Showing posts with label Party Pains. Show all posts
Showing posts with label Party Pains. Show all posts

Tuesday, June 5, 2012

Scribbles

24th May 2012: Once more i find myself at that ugly place called writer's block. This time it's the size of and as ugly as a certain industrialist's south Bombay abode. And all i seem to be doing is sit next to it on a small wooden stool, the kind watchmen sit on, and stare up at the cold concrete tower, wallowing in self pity.

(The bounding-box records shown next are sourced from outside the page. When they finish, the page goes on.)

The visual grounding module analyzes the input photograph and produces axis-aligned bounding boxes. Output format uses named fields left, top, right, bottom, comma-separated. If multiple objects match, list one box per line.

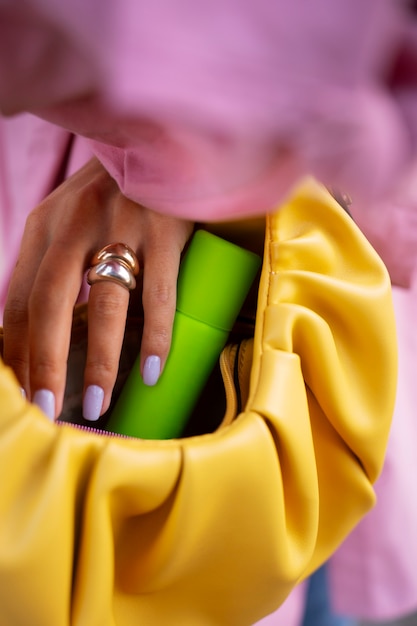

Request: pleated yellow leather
left=0, top=180, right=396, bottom=626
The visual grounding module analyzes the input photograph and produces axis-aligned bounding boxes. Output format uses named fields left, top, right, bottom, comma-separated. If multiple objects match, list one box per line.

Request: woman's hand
left=4, top=159, right=193, bottom=420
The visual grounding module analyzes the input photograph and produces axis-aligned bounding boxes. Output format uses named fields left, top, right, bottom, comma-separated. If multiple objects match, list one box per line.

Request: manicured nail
left=33, top=389, right=55, bottom=421
left=143, top=356, right=161, bottom=387
left=83, top=385, right=104, bottom=422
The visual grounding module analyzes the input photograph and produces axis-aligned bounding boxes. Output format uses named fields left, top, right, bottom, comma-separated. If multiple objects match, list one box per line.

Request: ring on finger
left=87, top=243, right=139, bottom=291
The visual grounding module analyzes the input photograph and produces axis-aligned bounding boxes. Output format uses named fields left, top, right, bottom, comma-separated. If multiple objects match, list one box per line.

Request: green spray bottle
left=106, top=230, right=261, bottom=439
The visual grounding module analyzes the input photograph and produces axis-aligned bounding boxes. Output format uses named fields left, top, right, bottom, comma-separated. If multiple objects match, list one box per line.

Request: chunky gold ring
left=87, top=243, right=139, bottom=291
left=91, top=243, right=139, bottom=276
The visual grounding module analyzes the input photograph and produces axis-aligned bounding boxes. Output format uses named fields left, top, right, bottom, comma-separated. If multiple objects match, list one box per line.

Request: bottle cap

30th May 2012: Several hours after i wrote the above, I decided i couldn't sleep and so ventured out for a midnight stroll through the house. No. Not to the kitchen (though anyone who knows me would have to make that assumption), but to get the ebook reader from the living room. Now, for some reason that i forget now, i decided to conduct this *excursion* in pitch darkness, confident as i was in my ability to avoid walking into tables and walls. And i did. I got back to my room safely. Which was when i had a spectacular fall, tripping over the Fellow's suitcase (which, btw, was right in the middle of the doorway). Now you remember i had an expensive gadget in my hand? Yeah. To save that, i sacrificed the right side of my body, landing quite efficiently, on my right palm. Where was the Fellow in all of this you ask? Snuggled under his blanket, snoring lightly. Anyway. I dusted myself off, cursed the man who was oblivious to his wife's predicament and crawled into bed. 
I spent the next 5 days with my right wrist in a bandage. The doctor i visited was mighty amused and a little concerned about my mental state because the last time i went to her was because I'd walked into a rusted metal peacock and needed a tetanus shot. Which, at my age, apparently, is a little weird. I want to know who decides these things. 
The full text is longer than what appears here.